Videos

Rethinking Finite Precision

Presenter
November 30, 2018
Abstract
Jeffrey Hittinger - Lawrence Livermore National Laboratory, Center for Applied Scientific Computing Today, we typically compute and store results in 64-bit double precision by default, even when very few significant digits are required. Because of the growing disparity of FLOPs to memory bandwidth in modern computer systems and the rise of General-Purpose GPU computing – which has better peak performance in half and single precision on some hardware – there has been renewed interest in computing in precisions other than double. The reality is that many of the bits in double precision are representing errors – truncation, iteration, and roundoff – instead of useful information about the solution. This over-allocation of resources is wasteful of power, bandwidth, storage, and FLOPs; we communicate and compute on many meaningless bits and do not take full advantage of the computer hardware we purchase.

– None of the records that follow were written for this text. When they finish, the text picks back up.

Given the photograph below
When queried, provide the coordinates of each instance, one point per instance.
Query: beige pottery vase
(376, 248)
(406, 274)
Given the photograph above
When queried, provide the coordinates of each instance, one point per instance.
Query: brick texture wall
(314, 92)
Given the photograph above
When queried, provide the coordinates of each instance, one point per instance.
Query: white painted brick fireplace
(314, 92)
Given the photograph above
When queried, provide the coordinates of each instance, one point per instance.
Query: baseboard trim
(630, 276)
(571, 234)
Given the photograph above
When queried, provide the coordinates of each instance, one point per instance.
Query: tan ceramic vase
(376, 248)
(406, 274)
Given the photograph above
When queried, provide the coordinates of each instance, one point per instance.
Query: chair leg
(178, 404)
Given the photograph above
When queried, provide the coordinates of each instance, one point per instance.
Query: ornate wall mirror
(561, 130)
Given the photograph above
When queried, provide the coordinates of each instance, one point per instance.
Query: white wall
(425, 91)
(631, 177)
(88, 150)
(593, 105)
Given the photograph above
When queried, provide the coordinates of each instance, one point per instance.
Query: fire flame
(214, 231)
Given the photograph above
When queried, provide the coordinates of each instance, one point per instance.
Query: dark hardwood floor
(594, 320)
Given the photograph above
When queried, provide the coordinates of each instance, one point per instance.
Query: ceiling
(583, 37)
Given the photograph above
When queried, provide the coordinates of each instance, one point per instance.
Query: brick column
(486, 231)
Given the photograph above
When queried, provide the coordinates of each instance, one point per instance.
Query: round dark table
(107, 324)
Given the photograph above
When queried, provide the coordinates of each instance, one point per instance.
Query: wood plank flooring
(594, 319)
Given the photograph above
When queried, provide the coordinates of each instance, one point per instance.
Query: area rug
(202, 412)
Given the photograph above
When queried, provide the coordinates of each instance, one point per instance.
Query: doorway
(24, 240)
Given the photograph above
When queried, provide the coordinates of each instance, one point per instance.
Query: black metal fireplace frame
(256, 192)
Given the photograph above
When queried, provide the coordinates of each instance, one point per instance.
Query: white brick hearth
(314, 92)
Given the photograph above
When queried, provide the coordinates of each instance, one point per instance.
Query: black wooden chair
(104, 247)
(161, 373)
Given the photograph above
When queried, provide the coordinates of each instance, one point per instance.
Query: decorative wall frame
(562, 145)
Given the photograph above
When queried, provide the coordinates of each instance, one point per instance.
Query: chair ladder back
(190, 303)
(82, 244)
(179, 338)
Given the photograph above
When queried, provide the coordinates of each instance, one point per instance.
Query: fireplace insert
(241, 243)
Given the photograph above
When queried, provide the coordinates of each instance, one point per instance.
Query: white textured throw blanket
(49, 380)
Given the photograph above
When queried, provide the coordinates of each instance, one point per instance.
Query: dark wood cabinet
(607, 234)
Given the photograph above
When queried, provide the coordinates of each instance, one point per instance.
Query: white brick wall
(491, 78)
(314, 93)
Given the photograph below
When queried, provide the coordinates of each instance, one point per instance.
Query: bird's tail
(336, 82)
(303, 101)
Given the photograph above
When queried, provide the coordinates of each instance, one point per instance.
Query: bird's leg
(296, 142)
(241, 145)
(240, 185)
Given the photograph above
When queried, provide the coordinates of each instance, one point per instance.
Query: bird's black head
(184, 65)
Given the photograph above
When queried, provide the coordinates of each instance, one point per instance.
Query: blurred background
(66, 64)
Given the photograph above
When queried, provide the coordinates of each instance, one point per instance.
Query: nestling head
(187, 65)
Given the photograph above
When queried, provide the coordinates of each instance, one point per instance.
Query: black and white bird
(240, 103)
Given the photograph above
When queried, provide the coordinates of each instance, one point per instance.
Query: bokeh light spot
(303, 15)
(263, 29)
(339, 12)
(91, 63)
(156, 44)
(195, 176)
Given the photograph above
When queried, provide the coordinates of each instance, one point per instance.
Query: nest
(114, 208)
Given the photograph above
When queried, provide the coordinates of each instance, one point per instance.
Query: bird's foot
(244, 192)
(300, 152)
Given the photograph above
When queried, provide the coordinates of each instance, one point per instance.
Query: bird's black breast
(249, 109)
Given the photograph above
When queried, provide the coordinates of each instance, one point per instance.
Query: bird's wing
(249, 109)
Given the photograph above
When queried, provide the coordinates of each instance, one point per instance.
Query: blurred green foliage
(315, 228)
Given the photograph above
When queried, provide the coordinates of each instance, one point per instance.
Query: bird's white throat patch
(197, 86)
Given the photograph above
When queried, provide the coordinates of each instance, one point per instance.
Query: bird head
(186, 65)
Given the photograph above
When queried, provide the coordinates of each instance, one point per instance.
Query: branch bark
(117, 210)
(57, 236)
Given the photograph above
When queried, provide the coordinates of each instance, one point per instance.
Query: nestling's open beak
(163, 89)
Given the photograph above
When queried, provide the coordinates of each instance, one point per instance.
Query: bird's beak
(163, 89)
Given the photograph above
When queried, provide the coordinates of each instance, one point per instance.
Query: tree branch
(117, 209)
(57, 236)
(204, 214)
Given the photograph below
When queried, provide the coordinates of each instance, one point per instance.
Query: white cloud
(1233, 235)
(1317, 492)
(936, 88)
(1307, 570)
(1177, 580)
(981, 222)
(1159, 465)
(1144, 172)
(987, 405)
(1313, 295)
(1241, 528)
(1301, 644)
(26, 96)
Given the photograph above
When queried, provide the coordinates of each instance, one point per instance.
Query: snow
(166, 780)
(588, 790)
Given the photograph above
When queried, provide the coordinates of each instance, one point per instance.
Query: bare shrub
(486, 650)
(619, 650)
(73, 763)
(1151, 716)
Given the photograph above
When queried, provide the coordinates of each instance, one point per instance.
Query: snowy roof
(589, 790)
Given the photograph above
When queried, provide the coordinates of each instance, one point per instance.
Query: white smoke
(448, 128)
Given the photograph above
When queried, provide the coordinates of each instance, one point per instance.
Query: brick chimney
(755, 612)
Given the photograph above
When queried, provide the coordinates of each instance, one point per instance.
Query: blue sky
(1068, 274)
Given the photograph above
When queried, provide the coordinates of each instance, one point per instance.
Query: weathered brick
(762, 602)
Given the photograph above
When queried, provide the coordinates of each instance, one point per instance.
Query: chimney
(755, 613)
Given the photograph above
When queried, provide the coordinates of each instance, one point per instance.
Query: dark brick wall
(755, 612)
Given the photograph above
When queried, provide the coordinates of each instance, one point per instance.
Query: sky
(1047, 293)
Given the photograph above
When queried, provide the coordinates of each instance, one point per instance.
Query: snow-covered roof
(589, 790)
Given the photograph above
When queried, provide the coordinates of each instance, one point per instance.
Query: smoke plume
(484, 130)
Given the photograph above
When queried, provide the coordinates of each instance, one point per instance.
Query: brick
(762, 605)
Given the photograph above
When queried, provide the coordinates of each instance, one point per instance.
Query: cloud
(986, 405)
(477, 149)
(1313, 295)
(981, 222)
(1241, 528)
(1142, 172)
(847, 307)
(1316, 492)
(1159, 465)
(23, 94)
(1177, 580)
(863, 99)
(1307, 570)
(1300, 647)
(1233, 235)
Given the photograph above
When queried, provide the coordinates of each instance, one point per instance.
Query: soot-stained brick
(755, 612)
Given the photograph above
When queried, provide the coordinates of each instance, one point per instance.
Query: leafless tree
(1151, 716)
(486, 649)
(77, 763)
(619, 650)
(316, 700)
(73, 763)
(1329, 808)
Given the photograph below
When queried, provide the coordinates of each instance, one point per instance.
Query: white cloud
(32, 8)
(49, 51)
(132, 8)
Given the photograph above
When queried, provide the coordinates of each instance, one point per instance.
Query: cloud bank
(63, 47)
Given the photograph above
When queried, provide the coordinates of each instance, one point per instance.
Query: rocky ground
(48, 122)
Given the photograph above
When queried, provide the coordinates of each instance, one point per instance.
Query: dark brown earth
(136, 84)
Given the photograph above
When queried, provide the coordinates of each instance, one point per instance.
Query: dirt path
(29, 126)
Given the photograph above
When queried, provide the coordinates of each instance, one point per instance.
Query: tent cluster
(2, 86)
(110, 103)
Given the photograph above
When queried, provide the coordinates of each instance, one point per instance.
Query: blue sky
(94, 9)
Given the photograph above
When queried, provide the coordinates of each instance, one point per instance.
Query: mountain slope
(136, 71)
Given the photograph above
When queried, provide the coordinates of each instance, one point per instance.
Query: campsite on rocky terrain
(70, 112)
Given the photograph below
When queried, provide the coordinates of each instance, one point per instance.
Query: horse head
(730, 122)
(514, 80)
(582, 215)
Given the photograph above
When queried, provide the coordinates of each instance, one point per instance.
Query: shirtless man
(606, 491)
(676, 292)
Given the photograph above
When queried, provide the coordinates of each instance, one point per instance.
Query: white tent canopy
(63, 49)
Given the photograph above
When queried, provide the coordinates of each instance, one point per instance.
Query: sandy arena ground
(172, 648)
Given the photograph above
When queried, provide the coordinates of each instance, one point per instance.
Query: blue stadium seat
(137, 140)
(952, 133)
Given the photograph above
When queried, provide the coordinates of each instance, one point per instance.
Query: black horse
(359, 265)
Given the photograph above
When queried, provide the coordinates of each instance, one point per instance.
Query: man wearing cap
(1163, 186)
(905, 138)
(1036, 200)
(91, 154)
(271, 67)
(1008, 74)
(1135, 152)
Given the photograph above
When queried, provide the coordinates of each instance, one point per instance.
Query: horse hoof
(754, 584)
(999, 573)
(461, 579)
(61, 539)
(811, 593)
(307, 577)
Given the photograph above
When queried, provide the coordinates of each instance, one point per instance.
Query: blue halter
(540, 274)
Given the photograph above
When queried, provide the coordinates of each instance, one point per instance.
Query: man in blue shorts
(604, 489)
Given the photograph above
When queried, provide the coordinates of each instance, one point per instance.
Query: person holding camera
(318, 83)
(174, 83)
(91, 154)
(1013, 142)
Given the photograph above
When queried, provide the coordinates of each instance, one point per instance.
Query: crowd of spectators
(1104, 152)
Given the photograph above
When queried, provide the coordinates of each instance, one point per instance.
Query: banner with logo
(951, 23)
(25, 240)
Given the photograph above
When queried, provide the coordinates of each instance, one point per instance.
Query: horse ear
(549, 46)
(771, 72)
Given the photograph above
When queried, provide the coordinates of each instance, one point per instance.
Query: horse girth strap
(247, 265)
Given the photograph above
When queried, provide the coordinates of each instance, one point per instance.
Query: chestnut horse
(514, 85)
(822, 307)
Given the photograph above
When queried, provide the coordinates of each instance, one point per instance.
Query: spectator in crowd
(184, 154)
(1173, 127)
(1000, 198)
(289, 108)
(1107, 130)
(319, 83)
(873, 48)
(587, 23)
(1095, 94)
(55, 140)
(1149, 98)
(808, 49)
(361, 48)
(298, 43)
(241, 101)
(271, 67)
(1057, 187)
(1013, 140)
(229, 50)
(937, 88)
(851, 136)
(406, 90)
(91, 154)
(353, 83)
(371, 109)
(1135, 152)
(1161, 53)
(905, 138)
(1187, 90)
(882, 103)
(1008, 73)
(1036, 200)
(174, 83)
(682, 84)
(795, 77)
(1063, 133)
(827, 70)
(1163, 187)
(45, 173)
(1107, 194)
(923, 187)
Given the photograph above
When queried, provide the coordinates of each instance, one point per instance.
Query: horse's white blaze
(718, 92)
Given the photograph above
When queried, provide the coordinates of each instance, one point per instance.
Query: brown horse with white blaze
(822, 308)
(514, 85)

It’s time to rethink how we represent and use real numbers with finite precision. Can we move beyond static, hand-crafted mixed precision implementations to more dynamic variable precision? Are there other representations that possess better properties than standard IEEE? At LLNL, we are developing the methods and tools that will enable the routine use of dynamically adjustable precision at a per-bit level depending on the needs of the task at hand. Just as adaptive mesh resolution frameworks adapt spatial grid resolution to the needs of the underlying solution, our goal is to provide more or less precision as is needed locally. Acceptance from the community will require that we address three concerns: that we can ensure accuracy, ensure efficiency, and ensure ease of use in development, debugging, and application. In this talk, I will discuss the benefits and the challenges of variable precision computing, highlighting aspects of our ongoing research in data representations, numerical algorithms, and testing and development tools. This work was performed under the auspices of the U.S. Department of Energy by Lawrence Livermore National Laboratory under Contract DE-AC52-07NA27344 and funded by LLNL Laboratory Directed Research and Development, Project 17-SI-004.